Can WCF Authentication be disabled for a single Operation

Question

I have recently read the WCF Security Guide and am using it to create an application where users need to create their own account, and then access the application with message security. Below is the web.config file I have come up with so far from the book. The issue I am having revolves around user registration. Since the application requires username/password authentication, the method to register a new user consistently fails.

I know of one way around this (switching to role based authentication and creating a single user in a role that has registration privileges, and just hard coding that information into the registration method) but am seeking an alternative solution. Is there a way to declare, at the operation level, that a particular method does not require authentication? If not, is there a way to expose a separate endpoint with a different service contract, and have that contract not require authentication? So much of the web.config file is related to the membership provider and message security, I am a little concerned, but for the method to properly register a new member in the database it does have to know about the membership provider obviously...

<?xml version="1.0"?>
<configuration>

  <appSettings>
    <add key="aspnet:UseTaskFriendlySynchronizationContext" value="true" />
  </appSettings>
  <connectionStrings>
    <add name="MyLocalSQLServer"
         connectionString="Initial Catalog=aspnetdb;data source=DESKTOP;Integrated Security=SSPI;"/>
  </connectionStrings>
  <system.web>
    <authentication mode="Forms" />
    <compilation debug="true" targetFramework="4.5" />
    <httpRuntime targetFramework="4.5"/>
    <membership defaultProvider="MySqlMembershipProvider">
      <providers>
        <clear />
        <add name="mySqlMembershipProvider"
             connectionStringName="MyLocalSQLServer"
             applicationName="Mech"
             type="System.Web.Security.SqlMembershipProvider" />
      </providers>
    </membership>                
  </system.web>
  <system.serviceModel>
    <bindings>
      <wsDualHttpBinding>
        <binding name="wsDualHttpEndpointBinding">
          <security>
            <message clientCredentialType="UserName" />
          </security>
        </binding>
      </wsDualHttpBinding>
    </bindings>
    <services>
      <service name="MechService.MechService">
        <endpoint address="localhost/MechService" binding="wsDualHttpBinding" bindingConfiguration="wsDualHttpEndpointBinding"
          name="wsDualHttpEndpoint" contract="MechService.IMechService" />
      </service>
    </services>
    <behaviors>
      <serviceBehaviors>
        <behavior>
          <serviceMetadata httpGetEnabled="true" httpsGetEnabled="true" />
          <serviceDebug includeExceptionDetailInFaults="false" />
          <serviceCredentials>
            <serviceCertificate findValue="CN=TempCert" />
            <userNameAuthentication userNamePasswordValidationMode="MembershipProvider"
              membershipProviderName="MySqlMembershipProvider" />
          </serviceCredentials>
        </behavior>
      </serviceBehaviors>
    </behaviors>
    <protocolMapping>
        <add binding="basicHttpsBinding" scheme="https" />
    </protocolMapping>    
    <serviceHostingEnvironment aspNetCompatibilityEnabled="true" multipleSiteBindingsEnabled="true" />
  </system.serviceModel>
  <system.webServer>
    <modules runAllManagedModulesForAllRequests="true"/>
    <!--
        To browse web app root directory during debugging, set the value below to true.
        Set to false before deployment to avoid disclosing web app folder information.
      -->
    <directoryBrowse enabled="true"/>
  </system.webServer>

</configuration>

This is the function for registering new users.

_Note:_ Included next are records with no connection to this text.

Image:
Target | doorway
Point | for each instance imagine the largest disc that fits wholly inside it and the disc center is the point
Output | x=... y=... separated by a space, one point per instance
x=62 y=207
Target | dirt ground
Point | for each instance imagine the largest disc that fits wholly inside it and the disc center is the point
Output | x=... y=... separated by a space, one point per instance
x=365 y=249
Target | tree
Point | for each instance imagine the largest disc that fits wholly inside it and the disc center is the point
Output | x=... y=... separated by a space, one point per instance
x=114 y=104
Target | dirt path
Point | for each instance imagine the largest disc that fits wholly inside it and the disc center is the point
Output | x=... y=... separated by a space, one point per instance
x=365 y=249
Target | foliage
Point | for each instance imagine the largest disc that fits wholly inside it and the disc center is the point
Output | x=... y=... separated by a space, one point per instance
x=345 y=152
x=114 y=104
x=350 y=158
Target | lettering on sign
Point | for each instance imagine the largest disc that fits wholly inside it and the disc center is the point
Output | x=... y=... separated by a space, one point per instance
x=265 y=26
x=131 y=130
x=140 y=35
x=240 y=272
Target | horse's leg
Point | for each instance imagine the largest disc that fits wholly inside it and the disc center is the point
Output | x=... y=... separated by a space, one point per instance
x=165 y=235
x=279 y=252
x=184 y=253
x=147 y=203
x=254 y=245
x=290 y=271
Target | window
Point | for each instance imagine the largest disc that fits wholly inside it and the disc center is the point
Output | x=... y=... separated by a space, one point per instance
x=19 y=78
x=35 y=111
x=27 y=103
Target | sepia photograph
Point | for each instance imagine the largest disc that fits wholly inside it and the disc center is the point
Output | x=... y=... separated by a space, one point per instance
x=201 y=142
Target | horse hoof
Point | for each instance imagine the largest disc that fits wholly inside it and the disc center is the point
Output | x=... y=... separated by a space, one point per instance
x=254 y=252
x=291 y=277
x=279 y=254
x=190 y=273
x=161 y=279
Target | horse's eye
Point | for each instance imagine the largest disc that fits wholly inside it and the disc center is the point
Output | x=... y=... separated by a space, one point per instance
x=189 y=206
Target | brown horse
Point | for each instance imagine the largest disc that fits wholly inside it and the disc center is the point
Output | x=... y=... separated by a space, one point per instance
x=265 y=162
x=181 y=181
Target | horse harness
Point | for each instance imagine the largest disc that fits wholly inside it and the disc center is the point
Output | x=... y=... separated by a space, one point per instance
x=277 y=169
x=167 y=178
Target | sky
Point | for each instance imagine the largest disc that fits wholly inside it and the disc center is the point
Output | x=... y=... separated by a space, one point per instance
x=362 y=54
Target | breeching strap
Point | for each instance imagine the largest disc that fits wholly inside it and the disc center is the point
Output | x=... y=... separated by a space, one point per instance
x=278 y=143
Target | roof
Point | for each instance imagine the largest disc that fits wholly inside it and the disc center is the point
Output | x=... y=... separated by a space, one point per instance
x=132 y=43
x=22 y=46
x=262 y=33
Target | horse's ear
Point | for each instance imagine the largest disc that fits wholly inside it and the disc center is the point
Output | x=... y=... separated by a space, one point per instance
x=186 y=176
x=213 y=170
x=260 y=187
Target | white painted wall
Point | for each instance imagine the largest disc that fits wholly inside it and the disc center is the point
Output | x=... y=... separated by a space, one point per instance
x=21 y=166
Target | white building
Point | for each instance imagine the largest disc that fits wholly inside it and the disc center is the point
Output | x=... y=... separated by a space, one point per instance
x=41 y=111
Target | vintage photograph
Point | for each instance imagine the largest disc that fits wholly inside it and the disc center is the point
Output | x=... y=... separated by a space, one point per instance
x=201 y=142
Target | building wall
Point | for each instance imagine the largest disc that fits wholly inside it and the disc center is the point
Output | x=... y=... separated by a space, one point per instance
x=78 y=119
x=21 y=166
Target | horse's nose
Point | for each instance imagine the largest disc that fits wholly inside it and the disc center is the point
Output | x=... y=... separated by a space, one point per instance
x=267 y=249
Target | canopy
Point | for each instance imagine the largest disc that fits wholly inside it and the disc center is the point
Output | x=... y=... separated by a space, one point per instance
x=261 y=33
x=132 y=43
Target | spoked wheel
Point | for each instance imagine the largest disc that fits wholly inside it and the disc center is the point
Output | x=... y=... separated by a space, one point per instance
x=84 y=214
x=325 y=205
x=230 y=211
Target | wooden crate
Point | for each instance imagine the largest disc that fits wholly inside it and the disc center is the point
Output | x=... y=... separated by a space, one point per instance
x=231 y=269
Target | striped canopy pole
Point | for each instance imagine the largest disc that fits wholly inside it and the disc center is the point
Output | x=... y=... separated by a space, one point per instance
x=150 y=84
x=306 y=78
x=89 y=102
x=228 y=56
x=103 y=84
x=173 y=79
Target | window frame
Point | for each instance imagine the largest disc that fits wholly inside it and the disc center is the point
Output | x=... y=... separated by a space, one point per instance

    public string CreateUser(String Name, String Password, String Email, String Question, String Answer)
    {
        MembershipCreateStatus status;

        try
        {
            MembershipUser newUser = Membership.CreateUser(Name, Password, Email, Question, Answer, true, out status);

            if (newUser == null)
            {
                return GetErrorMessage(status);
            }
            else
            {
                return "MECH_CODE_SUCCESS";
            }
        }
        catch (Exception ex)
        {
            return ex.Message;
        }
    }

Answer 1

You cannot opt out authentication from a single operation (although you could opt out authorization but this is note helpfull to you). The good news is that authentication settings are per endpoint and endpoint has one contract. So move the registerUser operation to a new ServiceContract and create a separate binding for it with no authentication.